STATE COLLEGE, PA. The day began like so many others. D. Carl Johnson, ailing with diabetes, had trouble standing in the shower, so his wife, Janice, washed his hair in the sink. Carl combed his hair and came downstairs for breakfast.
Afterward, he stepped out onto the patio to read and collapsed, a blood clot lodged in his brain. It was June 20, 1998.
"He was really brain dead then. They brought him back, and he held on and survived until the 25th," his 71-year-old widow recalls. "I remember thinking I didn't want him to go on my son's birthday, the 21st, and I didn't want him to go on my birthday, the 24th of June. He went the evening of the 25th."
Faced with life without her partner of 46 years, alone in the house her husband helped to design and build 31 years earlier, Janice Johnson did what many her age do: She turned to her church and also found comfort in a new circle of friends.
The Johnsons were active in their church before Carl's death, but Mrs. Johnson became even more involved, volunteering with two youth groups, helping with funerals, taking her husband's spot on the building committee.
"I became like a robot," she says. "I did anything they wanted me to do. I'm involved with the kids at church, and now I'm a deacon. That's my life, really."
The couple had lived a comfortable life. They traveled extensively after Carl retired from his job as an architect for Penn State University, taking cruises to Alaska, Bermuda (twice), Hawaii and the Panama Canal, and a bus tour through the Grand Canyon.
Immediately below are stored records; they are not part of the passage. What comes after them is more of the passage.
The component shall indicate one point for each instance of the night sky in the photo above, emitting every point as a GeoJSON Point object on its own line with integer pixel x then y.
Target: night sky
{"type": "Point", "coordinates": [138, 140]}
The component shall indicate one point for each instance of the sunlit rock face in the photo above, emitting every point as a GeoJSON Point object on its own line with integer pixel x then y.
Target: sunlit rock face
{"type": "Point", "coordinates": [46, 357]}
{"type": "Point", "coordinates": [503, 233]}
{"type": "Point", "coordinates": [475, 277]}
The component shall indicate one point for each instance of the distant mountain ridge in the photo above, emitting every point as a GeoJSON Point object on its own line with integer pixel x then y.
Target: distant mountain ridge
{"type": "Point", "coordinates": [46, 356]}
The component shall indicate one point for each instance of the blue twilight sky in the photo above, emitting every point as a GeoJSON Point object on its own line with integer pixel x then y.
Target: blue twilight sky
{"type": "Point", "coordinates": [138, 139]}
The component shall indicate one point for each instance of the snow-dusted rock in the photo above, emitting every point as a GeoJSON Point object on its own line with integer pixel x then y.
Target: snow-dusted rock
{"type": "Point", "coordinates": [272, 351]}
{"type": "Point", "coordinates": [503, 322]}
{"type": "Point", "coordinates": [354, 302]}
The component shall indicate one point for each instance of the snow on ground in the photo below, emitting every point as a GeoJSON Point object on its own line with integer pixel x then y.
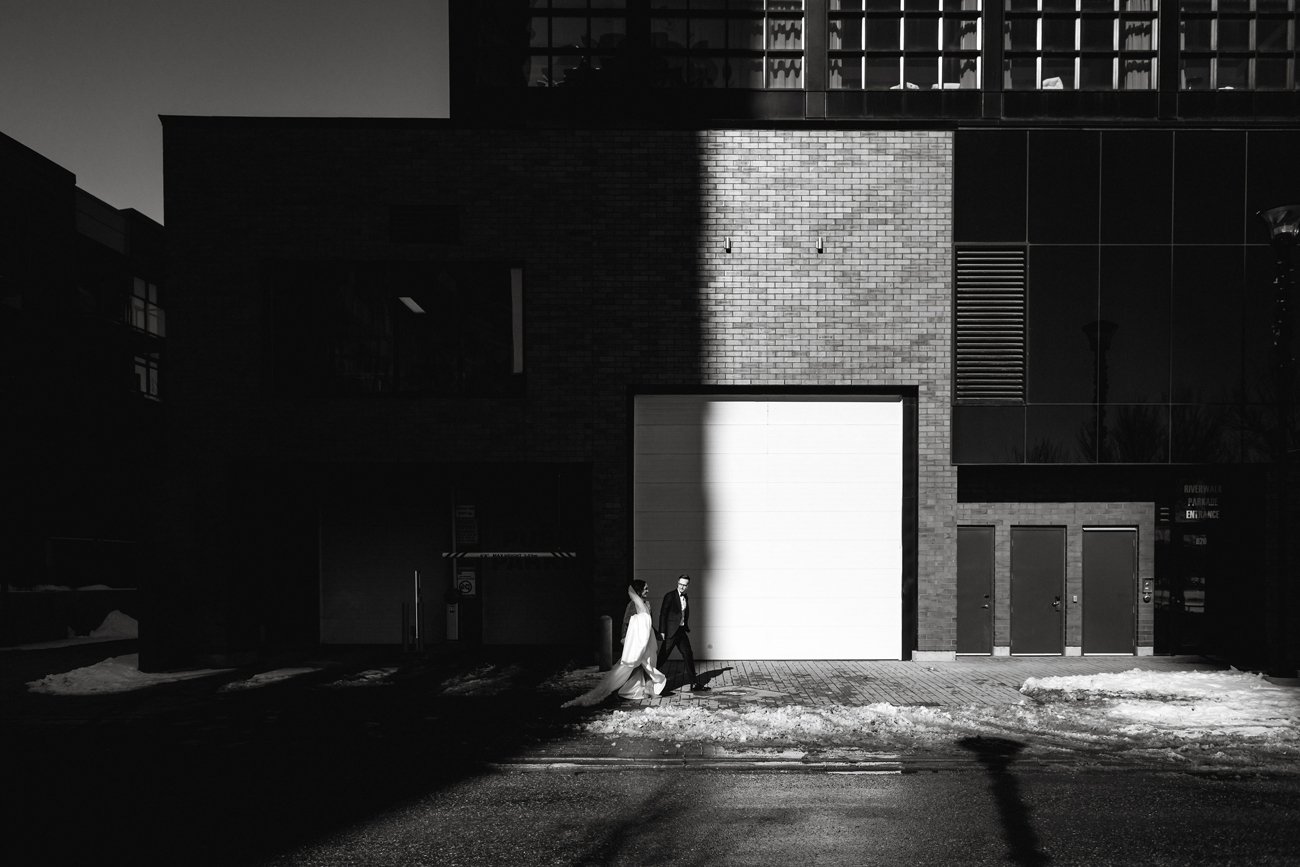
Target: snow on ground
{"type": "Point", "coordinates": [265, 679]}
{"type": "Point", "coordinates": [115, 675]}
{"type": "Point", "coordinates": [484, 680]}
{"type": "Point", "coordinates": [368, 677]}
{"type": "Point", "coordinates": [1222, 718]}
{"type": "Point", "coordinates": [116, 627]}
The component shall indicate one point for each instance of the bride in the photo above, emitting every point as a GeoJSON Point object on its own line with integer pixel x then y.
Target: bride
{"type": "Point", "coordinates": [635, 675]}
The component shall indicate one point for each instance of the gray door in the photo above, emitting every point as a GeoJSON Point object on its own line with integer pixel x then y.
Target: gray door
{"type": "Point", "coordinates": [1109, 582]}
{"type": "Point", "coordinates": [974, 589]}
{"type": "Point", "coordinates": [1038, 584]}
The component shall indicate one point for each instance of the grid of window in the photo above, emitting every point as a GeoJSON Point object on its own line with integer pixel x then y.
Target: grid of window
{"type": "Point", "coordinates": [575, 42]}
{"type": "Point", "coordinates": [753, 44]}
{"type": "Point", "coordinates": [142, 308]}
{"type": "Point", "coordinates": [147, 375]}
{"type": "Point", "coordinates": [904, 44]}
{"type": "Point", "coordinates": [1080, 44]}
{"type": "Point", "coordinates": [1238, 44]}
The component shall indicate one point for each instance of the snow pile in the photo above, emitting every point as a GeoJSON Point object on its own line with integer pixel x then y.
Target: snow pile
{"type": "Point", "coordinates": [116, 625]}
{"type": "Point", "coordinates": [572, 680]}
{"type": "Point", "coordinates": [1218, 718]}
{"type": "Point", "coordinates": [115, 675]}
{"type": "Point", "coordinates": [264, 679]}
{"type": "Point", "coordinates": [369, 677]}
{"type": "Point", "coordinates": [484, 680]}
After Carl's death, his widow may have been alone, but she was never lonely.
"I pretty much did for myself," she says. "I had things to do: I had to cut the grass; thank goodness it was the summer because my neighbor next door, Nancy, would always stop over or say 'Hi.' Wintertime you might not see your neighbors for weeks. And I had several friends who were widows, and we did things."
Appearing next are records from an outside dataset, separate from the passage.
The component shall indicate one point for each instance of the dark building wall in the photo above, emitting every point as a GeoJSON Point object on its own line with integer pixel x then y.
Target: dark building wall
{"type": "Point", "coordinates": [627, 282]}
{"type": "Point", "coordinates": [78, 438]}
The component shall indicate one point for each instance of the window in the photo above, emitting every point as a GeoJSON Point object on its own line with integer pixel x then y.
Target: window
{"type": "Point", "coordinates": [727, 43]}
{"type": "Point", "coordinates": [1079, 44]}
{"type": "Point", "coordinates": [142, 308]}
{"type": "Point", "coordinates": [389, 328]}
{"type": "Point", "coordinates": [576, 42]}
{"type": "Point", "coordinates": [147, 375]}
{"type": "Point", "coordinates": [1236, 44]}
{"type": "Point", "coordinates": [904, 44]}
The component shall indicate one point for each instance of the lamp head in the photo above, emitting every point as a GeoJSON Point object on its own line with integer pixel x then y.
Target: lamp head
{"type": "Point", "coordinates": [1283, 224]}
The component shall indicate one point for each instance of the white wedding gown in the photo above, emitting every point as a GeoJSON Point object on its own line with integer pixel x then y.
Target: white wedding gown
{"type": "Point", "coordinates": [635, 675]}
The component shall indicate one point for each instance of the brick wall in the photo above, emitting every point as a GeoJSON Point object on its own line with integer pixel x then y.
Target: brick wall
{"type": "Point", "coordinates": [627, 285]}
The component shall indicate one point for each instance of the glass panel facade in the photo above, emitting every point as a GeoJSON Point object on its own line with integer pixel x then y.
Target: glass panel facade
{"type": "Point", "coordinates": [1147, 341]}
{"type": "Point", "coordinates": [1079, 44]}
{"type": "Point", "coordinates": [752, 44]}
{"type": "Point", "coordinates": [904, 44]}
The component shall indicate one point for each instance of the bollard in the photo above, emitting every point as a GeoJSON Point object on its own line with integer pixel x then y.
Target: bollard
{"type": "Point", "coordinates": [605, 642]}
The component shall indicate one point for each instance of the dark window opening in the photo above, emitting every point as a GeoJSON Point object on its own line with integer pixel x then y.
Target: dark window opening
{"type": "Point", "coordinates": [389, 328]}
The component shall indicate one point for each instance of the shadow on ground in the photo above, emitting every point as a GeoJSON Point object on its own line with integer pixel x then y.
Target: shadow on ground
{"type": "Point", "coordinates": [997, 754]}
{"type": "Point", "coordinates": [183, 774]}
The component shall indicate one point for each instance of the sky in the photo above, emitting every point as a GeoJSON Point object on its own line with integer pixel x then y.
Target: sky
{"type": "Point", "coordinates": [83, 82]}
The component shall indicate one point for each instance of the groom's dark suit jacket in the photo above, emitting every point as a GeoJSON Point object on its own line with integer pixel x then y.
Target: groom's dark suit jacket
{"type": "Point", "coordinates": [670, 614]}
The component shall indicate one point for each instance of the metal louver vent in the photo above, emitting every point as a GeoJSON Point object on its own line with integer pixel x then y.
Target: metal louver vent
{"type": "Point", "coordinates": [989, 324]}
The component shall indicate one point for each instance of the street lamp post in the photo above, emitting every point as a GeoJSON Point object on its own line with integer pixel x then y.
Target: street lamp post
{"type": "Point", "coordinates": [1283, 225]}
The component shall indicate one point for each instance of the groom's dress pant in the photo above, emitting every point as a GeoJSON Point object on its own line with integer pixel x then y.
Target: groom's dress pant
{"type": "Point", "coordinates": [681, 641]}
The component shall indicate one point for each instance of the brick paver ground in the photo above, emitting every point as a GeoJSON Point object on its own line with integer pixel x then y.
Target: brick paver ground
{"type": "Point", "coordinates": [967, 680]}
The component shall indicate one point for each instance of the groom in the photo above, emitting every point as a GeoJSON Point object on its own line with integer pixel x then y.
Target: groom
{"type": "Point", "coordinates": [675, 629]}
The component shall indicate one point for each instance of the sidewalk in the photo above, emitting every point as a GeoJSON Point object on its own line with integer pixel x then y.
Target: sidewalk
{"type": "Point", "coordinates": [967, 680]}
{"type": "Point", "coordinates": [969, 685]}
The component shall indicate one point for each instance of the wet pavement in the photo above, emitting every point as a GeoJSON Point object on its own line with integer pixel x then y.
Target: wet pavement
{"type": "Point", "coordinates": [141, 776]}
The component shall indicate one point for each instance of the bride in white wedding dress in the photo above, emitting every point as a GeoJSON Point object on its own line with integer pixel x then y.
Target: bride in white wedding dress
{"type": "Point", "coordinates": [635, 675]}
Mrs. Johnson's experience is typical of many senior citizens, who fall back on their relationships with friends and their church and who often are better than younger adults at dealing with grief, said Kerrie Laguna, who specializes in developmental psychology and senior citizens as an assistant professor of psychology at Lebanon Valley College.
"Older adults are less anxious about a lot of things, including death," Laguna said. "I think that older adults cope better than young and middle-aged adults do with a variety of stressers. Call it wisdom, acceptance, experience they just seem to do better with stress."
But the death of someone close can be a devastating experience, and isolation can set in if a survivor is left alone with few relatives or friends to rely on. Nancy Brink, director of community and family services at Koch Funeral Home, said that danger gets worse with the physical limitations of age.
"You can almost categorically link it to age ranges," she said. "People in their 80s don't often come to support groups. Losing a spouse in the 80s, if they don't have family around them, they really can be debilitated."
Active is healthy
Carl Fidora, 71, chose to stay active as the director of the Bellefonte Senior Center when his 46-year-old daughter, Wanda, died from a heart attack last spring. Although he had lost both parents and two brothers, Fidora said losing a child was much more difficult.
"My wife, she's still grieving. And so am I, but in different ways, I guess," he said. "They were more closely united, I suppose. Any conversation, just about, it comes up about her daughter.
"They saw each other about every day, went places, shopping and things like that, at least once a week," he said. "Myself, I didn't have that close of a relationship, but there are still times when something will remind me of her. Something jars your memory, and it brings it all back."
Some seniors draw strength from grief support groups like the one organized by Brink. The group are scheduled weekly, some meet each month.
"There's really a lot of people out there who've got guts, who got a real verve," Brink said. "If you get people out, get them laughing, participating in their lives, they are much more likely to continue to lead an active and fulfilling life."